- The paper introduces CMMP, a novel zero-shot HOI detection framework that employs decoupled conditional vision and language prompts to improve generalization.
- The method integrates conditional vision prompts with instance and spatial priors, and language-aware prompt learning with consistency constraints for robust feature extraction and classification.
- Evaluations on the HICO-DET dataset demonstrate that CMMP achieves state-of-the-art performance in various zero-shot settings, significantly enhancing detection of unseen human-object interactions.
The paper "Exploring Conditional Multi-Modal Prompts for Zero-shot HOI Detection" introduces a novel framework for zero-shot Human-Object Interaction (HOI) detection, aimed at recognizing both seen and unseen interaction categories within images. The proposed approach, termed Conditional Multi-Modal Prompts (CMMP), seeks to improve the generalization capabilities of large foundation models, such as CLIP, which are fine-tuned for the task of HOI detection.
Key Contributions:
- Conditional Multi-Modal Prompts (CMMP): CMMP enhances zero-shot HOI detection by utilizing decoupled vision and language prompts. These prompts serve distinct purposes: vision prompts focus on interactiveness-aware visual feature extraction, while language prompts support generalizable interaction classification.
- Vision Prompts with Prior Knowledge: The approach introduces conditional vision prompts that integrate priors of different granularity, specifically:
- Input-conditioned Instance Prior: Encourages the image encoder to equally prioritize instances that belong to either seen or potentially unseen HOI concepts.
- Global Spatial Pattern Prior: Provides a representative plausible spatial configuration of human and object interactions, serving as a bridge for transferring knowledge between seen and unseen interactions.
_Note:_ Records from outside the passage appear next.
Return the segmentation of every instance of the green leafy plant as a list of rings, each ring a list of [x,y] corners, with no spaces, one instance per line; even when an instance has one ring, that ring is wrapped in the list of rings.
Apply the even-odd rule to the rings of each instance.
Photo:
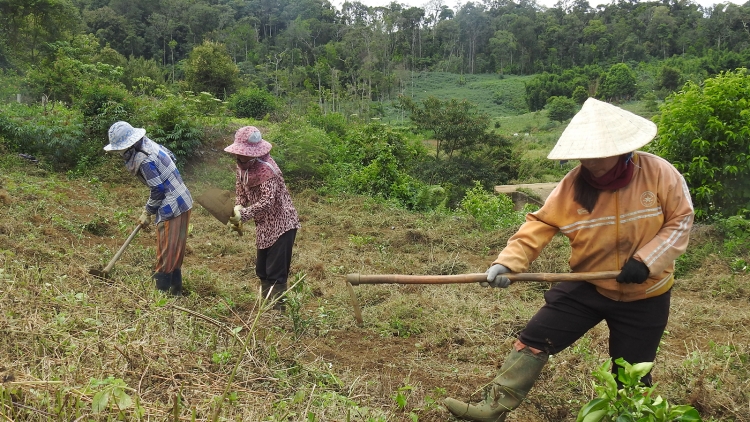
[[[237,117],[262,119],[280,108],[278,100],[261,88],[245,88],[229,97],[229,109]]]
[[[91,379],[88,387],[89,390],[98,390],[91,400],[91,410],[94,413],[104,412],[108,408],[122,411],[133,407],[133,399],[125,392],[132,389],[119,378]],[[142,412],[138,405],[136,412]]]
[[[747,69],[701,85],[688,82],[666,98],[655,122],[659,136],[648,149],[685,177],[699,219],[742,215],[750,209]]]
[[[622,383],[618,388],[615,376],[609,370],[607,360],[594,371],[594,377],[601,383],[594,383],[599,397],[586,403],[578,412],[576,422],[661,422],[661,421],[701,421],[698,411],[689,405],[671,405],[661,396],[654,397],[656,385],[648,387],[641,378],[651,371],[653,362],[629,364],[623,358],[619,365],[617,379]]]

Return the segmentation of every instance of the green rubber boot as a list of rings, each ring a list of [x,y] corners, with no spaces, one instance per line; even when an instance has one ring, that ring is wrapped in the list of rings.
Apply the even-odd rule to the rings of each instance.
[[[528,347],[515,349],[505,359],[500,374],[489,385],[484,401],[468,404],[446,398],[445,406],[457,418],[479,422],[503,422],[534,386],[549,356],[535,355]]]
[[[156,282],[156,289],[168,292],[172,286],[172,273],[154,273],[152,276]]]

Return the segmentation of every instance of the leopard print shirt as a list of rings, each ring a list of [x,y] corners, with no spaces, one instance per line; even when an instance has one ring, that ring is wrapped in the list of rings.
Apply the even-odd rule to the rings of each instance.
[[[240,212],[242,221],[255,220],[258,249],[270,248],[282,234],[302,227],[281,174],[256,186],[247,186],[238,176],[235,188],[235,202],[246,207]]]

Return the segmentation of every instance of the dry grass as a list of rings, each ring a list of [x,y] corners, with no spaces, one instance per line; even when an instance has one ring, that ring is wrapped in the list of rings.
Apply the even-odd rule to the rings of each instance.
[[[216,165],[186,172],[194,193],[208,183],[227,187]],[[451,420],[442,398],[480,396],[547,287],[357,286],[357,326],[347,273],[483,272],[510,231],[301,191],[298,284],[286,314],[261,306],[252,229],[231,236],[200,206],[183,268],[192,293],[166,298],[149,279],[153,232],[138,235],[110,280],[88,275],[119,248],[145,200],[145,188],[122,169],[67,180],[27,163],[0,166],[9,199],[0,202],[5,420]],[[715,241],[696,239],[691,248]],[[564,271],[566,257],[566,243],[555,239],[533,271]],[[655,379],[660,394],[696,406],[705,420],[750,420],[748,283],[706,255],[675,287]],[[553,356],[509,421],[575,420],[595,394],[590,374],[606,349],[599,325]],[[113,398],[94,413],[102,391],[122,391],[133,405],[118,411],[125,402]]]

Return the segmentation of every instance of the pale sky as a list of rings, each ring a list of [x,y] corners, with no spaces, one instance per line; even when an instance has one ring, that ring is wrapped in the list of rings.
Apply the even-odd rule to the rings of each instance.
[[[330,0],[331,4],[336,6],[337,8],[341,9],[341,5],[344,4],[344,0]],[[365,4],[367,6],[388,6],[391,4],[393,0],[359,0],[360,3]],[[397,3],[405,4],[407,6],[416,6],[416,7],[422,7],[425,4],[429,2],[429,0],[395,0]],[[612,0],[589,0],[589,4],[592,7],[596,7],[599,4],[609,4]],[[734,4],[742,5],[745,4],[747,0],[693,0],[693,3],[697,3],[703,7],[706,6],[713,6],[718,3],[727,3],[731,2]],[[456,4],[457,3],[465,4],[468,2],[468,0],[443,0],[443,4],[450,7],[453,10],[456,10]],[[537,3],[546,6],[546,7],[552,7],[557,3],[558,0],[537,0]]]

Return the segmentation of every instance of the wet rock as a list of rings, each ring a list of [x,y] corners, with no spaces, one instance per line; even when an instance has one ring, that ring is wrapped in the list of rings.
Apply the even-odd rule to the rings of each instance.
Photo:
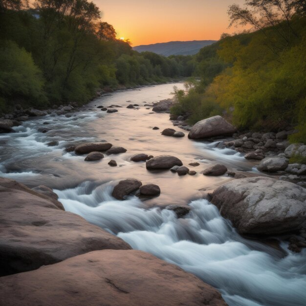
[[[110,167],[117,167],[117,162],[113,159],[111,159],[108,163]]]
[[[86,157],[86,161],[93,161],[100,160],[104,157],[104,155],[101,152],[90,152]]]
[[[189,172],[189,169],[185,166],[181,166],[177,168],[176,172],[179,175],[185,175]]]
[[[181,218],[186,216],[191,210],[189,207],[176,205],[168,205],[166,207],[166,209],[173,210],[176,214],[178,218]]]
[[[75,150],[75,146],[69,146],[65,148],[66,152],[73,152]]]
[[[131,160],[137,162],[138,161],[146,161],[148,158],[147,154],[144,153],[140,153],[139,154],[135,154],[133,155],[131,158]]]
[[[106,151],[111,148],[112,145],[107,142],[88,142],[77,146],[75,150],[77,154],[87,154],[90,152]]]
[[[227,171],[227,168],[224,165],[218,164],[206,168],[203,173],[204,175],[221,175]]]
[[[112,196],[117,200],[123,200],[126,196],[137,190],[142,185],[141,181],[133,178],[121,180],[114,188]]]
[[[183,132],[176,131],[173,134],[173,136],[174,137],[184,137],[185,136],[185,134]]]
[[[182,166],[182,161],[175,156],[161,155],[148,160],[146,163],[148,169],[170,169],[174,166]]]
[[[54,140],[53,141],[49,141],[49,142],[47,142],[47,146],[48,147],[55,147],[55,146],[59,145],[59,142],[56,140]]]
[[[107,110],[107,112],[109,113],[113,113],[113,112],[117,112],[118,111],[118,109],[109,109]]]
[[[200,165],[200,164],[196,161],[195,162],[190,163],[190,164],[188,164],[188,165],[189,165],[189,166],[191,166],[192,167],[197,167]]]
[[[215,116],[197,122],[188,134],[188,138],[197,139],[232,134],[237,128],[221,116]]]
[[[63,211],[48,196],[2,178],[0,190],[1,276],[34,270],[96,250],[131,248],[79,216]],[[3,296],[1,292],[0,300]]]
[[[262,153],[255,153],[255,152],[250,152],[244,155],[244,158],[246,159],[257,159],[261,160],[264,158],[264,155]]]
[[[286,131],[282,131],[277,133],[275,136],[278,139],[286,139],[288,137],[288,132]]]
[[[285,157],[270,157],[262,160],[257,167],[260,171],[276,172],[284,170],[289,164]]]
[[[306,189],[262,176],[237,179],[220,186],[212,203],[241,234],[277,235],[306,223]]]
[[[173,136],[175,131],[173,129],[165,129],[161,132],[161,134],[165,136]]]
[[[111,154],[120,154],[120,153],[124,153],[127,152],[127,149],[122,147],[112,147],[109,150],[106,152],[107,155]]]
[[[0,279],[3,305],[225,306],[191,273],[142,251],[105,250]],[[157,293],[158,292],[158,293]]]
[[[140,187],[139,191],[143,196],[157,196],[160,194],[159,186],[154,184],[144,185]]]

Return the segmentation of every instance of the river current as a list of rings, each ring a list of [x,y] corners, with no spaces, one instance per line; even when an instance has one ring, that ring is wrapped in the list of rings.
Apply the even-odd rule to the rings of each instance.
[[[256,162],[218,142],[195,141],[161,135],[173,128],[169,114],[147,109],[151,104],[171,97],[173,87],[165,84],[118,91],[90,102],[65,115],[48,115],[24,122],[17,132],[0,135],[0,176],[16,179],[32,188],[44,184],[54,189],[66,210],[117,235],[135,249],[151,253],[197,275],[221,293],[232,306],[305,306],[306,305],[306,249],[299,254],[241,237],[230,221],[203,197],[231,178],[205,176],[200,172],[216,163],[229,171],[259,174]],[[139,109],[127,109],[130,104]],[[97,106],[121,106],[107,113]],[[152,128],[157,126],[159,130]],[[40,128],[49,129],[45,133]],[[47,143],[59,145],[48,147]],[[106,155],[101,161],[85,162],[84,156],[67,153],[68,144],[107,141],[127,149],[126,153]],[[170,171],[148,171],[145,163],[130,160],[136,153],[170,154],[184,165],[198,161],[191,170],[195,176],[179,176]],[[115,159],[117,167],[108,164]],[[192,169],[191,168],[193,168]],[[125,201],[111,196],[118,180],[133,178],[143,184],[156,184],[161,194],[141,200],[134,196]],[[182,219],[163,209],[170,204],[189,205]]]

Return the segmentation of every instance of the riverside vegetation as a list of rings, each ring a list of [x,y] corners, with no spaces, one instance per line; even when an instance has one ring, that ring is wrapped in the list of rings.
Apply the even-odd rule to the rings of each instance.
[[[191,57],[133,51],[87,0],[0,0],[0,113],[191,75]]]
- Language-aware Prompt Learning: A consistency constraint is employed to maintain the integrity of the foundational model's learned knowledge, thereby enabling improved generalization to unseen classes. This involves employing human-designed prompts to regularize the soft prompts, preserving the semantic space.
- Structured Zero-shot HOI Detection Framework: The proposed framework divides the detection process into two key tasks to mitigate error propagation:
- Interactiveness-aware Visual Feature Extraction: Employs conditional vision prompts integrated into the image encoder using cross-attention mechanisms.
- Interaction Classification: Utilizes conditional language prompts, constrained by a consistency loss to prevent divergence from CLIP's original semantic space.
Experimental Results:
- Comprehensive Evaluation: CMMP is evaluated on the HICO-DET dataset across various zero-shot settings, including Unseen Composition (UC), Rare First Unseen Composition (RF-UC), Non-rare First Unseen Composition (NF-UC), Unseen Object (UO), and Unseen Verb (UV).
- State-of-the-art Performance: CMMP achieves significant improvements over existing zero-shot HOI detectors, demonstrating its superior generalization ability on unseen classes while maintaining competitive performance on seen classes. For instance, CMMP surpasses previous state-of-the-art models, particularly in challenging settings like RF-UC and NF-UC.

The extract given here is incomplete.